リベンダーがお茶をひと口飲むのを待ってから話をきりだす。
「りべんだーしゃんに、おにぇがいしたいことがあって、きましゅた」
微笑を浮かべてリベンダーがサチへ問う。
「私にお願いとは何ですかな?使徒様には恩がありますので、できる限りはお聞きしたいですが」
「くつしょくにんを、しょうかいしてほしいでしゅ」
リベンダーが少し眉を顰めた。
実はこの会話、サチがタ行が苦手なのを隠している。
サチ的には「くつしょくにん」と言えているのだが「くちゅしょくにん」になってしまった!「くつ」と「しょくにん」の合わせ技はサチには早かったようである。
でも大丈夫。
ちゃんと通訳がいるからね!ラズ!
「サチ様は、靴職人を探しています。
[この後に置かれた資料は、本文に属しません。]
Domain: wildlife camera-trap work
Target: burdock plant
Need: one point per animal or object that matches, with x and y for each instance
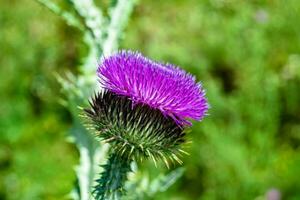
(142, 112)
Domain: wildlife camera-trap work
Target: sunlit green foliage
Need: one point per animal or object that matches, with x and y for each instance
(246, 53)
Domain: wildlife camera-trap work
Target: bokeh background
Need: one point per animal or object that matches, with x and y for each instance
(246, 54)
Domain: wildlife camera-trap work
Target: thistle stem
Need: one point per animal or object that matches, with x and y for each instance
(110, 186)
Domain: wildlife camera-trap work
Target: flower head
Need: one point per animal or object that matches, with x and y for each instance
(134, 132)
(160, 86)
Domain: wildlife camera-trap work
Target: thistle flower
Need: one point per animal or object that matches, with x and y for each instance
(135, 132)
(141, 113)
(161, 86)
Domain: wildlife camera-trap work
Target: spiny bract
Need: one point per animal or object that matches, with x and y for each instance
(135, 131)
(161, 86)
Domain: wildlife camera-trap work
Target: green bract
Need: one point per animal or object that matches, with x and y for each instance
(135, 131)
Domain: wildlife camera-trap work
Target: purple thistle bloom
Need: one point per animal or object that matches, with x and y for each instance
(161, 86)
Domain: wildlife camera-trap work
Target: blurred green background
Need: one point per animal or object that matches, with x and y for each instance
(246, 54)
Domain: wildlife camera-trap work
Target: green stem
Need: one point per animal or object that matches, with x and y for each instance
(110, 186)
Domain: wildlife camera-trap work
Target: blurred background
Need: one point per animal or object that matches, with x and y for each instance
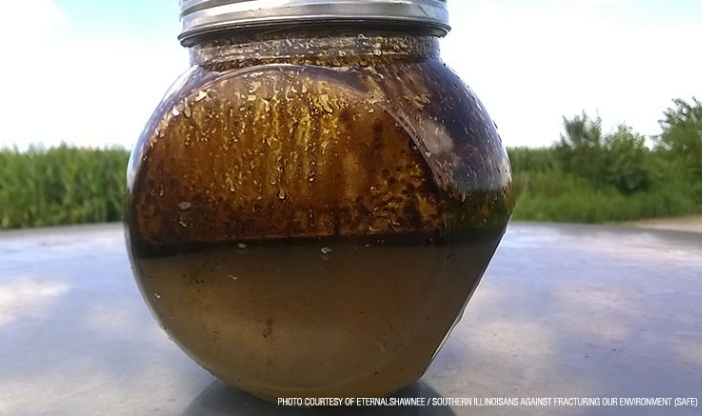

それも出張で靴の作り方を教えていただける者です。いますでしょうか?」
リベンダー、やっと理解できた。
ホッと一安心である。
そして、思案する。知り合いの靴職人を思い出して。
「何人か心当たりがありますが、職場を離れて指導してくださるかはわかりません。それでもよろしければ紹介状を書きますが……」
サチとラズは顔を見合わせた。
うん、それでOK!
「よりょしくおねがいしましゅ」
「それでは、席を外します。紹介状を数件分、約1時間ほどで帰ってきますので、庭などを散策されてはいかがでしょうか?」
「そうですね。ご好意に甘えさせてもらいます。お手数おかけしますが紹介状の方、よろしくお願いします」
ラズが立ち上がって礼を述べた。
リベンダーも礼を返した後に部屋を後にし、少し待つと執事が来て庭に案内してくれた。
例の神々の像が設置してある庭である。
サチ達は清浄な空気と自然の香りに頬が緩む。
じいの家の家族が臭すぎた。いや、あれは忘れよう。
庭を一周散策した後はガゼボに移動して座っていると、メイドさんが軽食とお茶を持ってきてくれた。
ご好意に護衛達も全員座って、休憩する。
パンが、パンが美味しい!
サチがザイデンにお願いしたパンの完成度が高くて、サチもみんなも笑顔だ。
メイドさんに料理長を褒めるようにお願いする。
メイドさんは心良く請け負ってくれた。
メイドさん自身も、元から美味しかったリー家の食事が更に美味しくなって満足していたのだ。
メイドさんは『このお屋敷より快適に働ける職場なんて無い』と心から思っている。
主人達家族は抜け目が無いが使用人に基本的には優しい。給料などの待遇も良い。商家だから貴族の使用人のように気負わなくても良い。
自身が結婚しても働き続ける理由がここにあった。